EconomyNext – Profit growth of Sri Lankan listed companies slowed in the fourth quarter of 2014 with banks accounting for the largest chunk helped by bond market gains, a research report said.
Total market earnings on the Colombo bourse went up 9.3 percent to 55.8 billion rupees in the quarter from a year ago, the report by Capital Alliance Securities (Private) Ltd. said.
This was much slower than the sharp 52.8 percent rise in the third quarter of the financial year year-on-year.
Trailing 12-month market earnings in 2014 grew 16.7 percent to 203 billion rupees from the year before "due to improved economic conditions during the latter part of the year," the brokerage said.
Corporate earnings had fallen 13 percent in the 2013 calendar year from the year before.
In the fourth quarter of 2014, the biggest sector-wise contributors to market earnings were the banks, finance and insurance sector (42 percent) followed by the diversified holdings sector (16 percent) and beverage, food and tobacco sector (12 percent).
The largest growth in the quarter came from the footwear and textiles sector (89 percent growth year-on-year) followed by trading firms whose earnings grew 155 percent.

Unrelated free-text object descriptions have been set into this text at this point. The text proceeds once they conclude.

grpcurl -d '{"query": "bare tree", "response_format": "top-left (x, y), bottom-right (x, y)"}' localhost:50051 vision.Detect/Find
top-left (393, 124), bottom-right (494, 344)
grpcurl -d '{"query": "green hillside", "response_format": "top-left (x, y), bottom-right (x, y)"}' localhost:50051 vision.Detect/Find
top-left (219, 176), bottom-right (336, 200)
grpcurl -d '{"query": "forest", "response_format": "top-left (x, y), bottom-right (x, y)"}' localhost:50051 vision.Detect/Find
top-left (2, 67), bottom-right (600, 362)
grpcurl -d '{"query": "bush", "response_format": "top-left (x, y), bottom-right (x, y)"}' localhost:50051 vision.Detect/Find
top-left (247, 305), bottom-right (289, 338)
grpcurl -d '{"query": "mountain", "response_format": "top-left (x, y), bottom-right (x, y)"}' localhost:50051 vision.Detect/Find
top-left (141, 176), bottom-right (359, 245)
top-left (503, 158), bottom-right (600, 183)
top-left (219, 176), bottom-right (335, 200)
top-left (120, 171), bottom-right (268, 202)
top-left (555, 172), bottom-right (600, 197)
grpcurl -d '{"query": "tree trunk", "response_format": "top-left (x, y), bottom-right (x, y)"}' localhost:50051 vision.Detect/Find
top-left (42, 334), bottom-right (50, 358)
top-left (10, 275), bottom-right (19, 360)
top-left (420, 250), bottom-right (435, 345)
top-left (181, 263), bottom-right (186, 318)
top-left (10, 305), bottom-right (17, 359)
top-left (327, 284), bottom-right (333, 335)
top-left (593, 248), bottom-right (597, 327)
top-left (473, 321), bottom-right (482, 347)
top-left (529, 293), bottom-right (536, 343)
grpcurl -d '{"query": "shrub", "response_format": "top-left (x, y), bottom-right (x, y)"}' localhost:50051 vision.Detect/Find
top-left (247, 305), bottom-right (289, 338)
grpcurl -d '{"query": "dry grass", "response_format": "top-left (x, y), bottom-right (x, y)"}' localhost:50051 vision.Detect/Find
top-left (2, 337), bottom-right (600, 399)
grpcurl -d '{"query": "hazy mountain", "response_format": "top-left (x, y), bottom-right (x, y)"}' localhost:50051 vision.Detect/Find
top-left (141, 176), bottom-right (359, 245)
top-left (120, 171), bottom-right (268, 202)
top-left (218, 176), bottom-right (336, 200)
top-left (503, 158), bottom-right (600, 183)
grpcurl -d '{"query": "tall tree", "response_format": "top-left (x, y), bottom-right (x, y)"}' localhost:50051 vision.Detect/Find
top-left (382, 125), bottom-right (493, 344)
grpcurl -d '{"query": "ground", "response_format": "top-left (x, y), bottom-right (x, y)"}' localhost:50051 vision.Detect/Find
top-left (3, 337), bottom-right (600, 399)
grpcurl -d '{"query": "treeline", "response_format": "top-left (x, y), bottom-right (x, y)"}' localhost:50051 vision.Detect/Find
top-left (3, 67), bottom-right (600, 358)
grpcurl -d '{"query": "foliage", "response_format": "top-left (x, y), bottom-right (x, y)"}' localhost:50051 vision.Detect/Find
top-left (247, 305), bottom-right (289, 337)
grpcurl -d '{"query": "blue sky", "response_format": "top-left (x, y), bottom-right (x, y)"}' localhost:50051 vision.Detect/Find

Plantations firms suffered the most with earnings down 85 percent from the year before owing to lower prices for tea and rubber, followed by investment trusts and oil palm firms.
Capital Alliance Securities said John Keells Holdings made the largest individual contributor to earnings (7.8 percent) in the fourth quarter followed by Commercial Bank (6.1 percent), Ceylinco Insurance (3.6 percent) and Ceylon Tobacco Company (3.6 percent).
Financial sector earnings grew 35 percent in the fourth quarter from a year ago led by private commercial banks, mainly stemming from gains made from their bond portfolios, the report said.
This was despite net interest margins (NIMs) of banks remaining flat at around five percent.
Finance and other non-bank financial firms NIMs grew to 10.6 percent while insurance company profits fell 10 percent although revenues (Gross Written Premiums) rose 11 percent.
Higher costs saw hotels and travel sector profits falling 23 percent to two billion rupees.
"Cost increases during the quarter saw the sector’s earnings before interest and tax margins contracting 170 basis points as most hotels were unable to pass on the increasing costs to their customers," Capital Alliance Securities said, noting that sales went up only 2.3 percent during the quarter.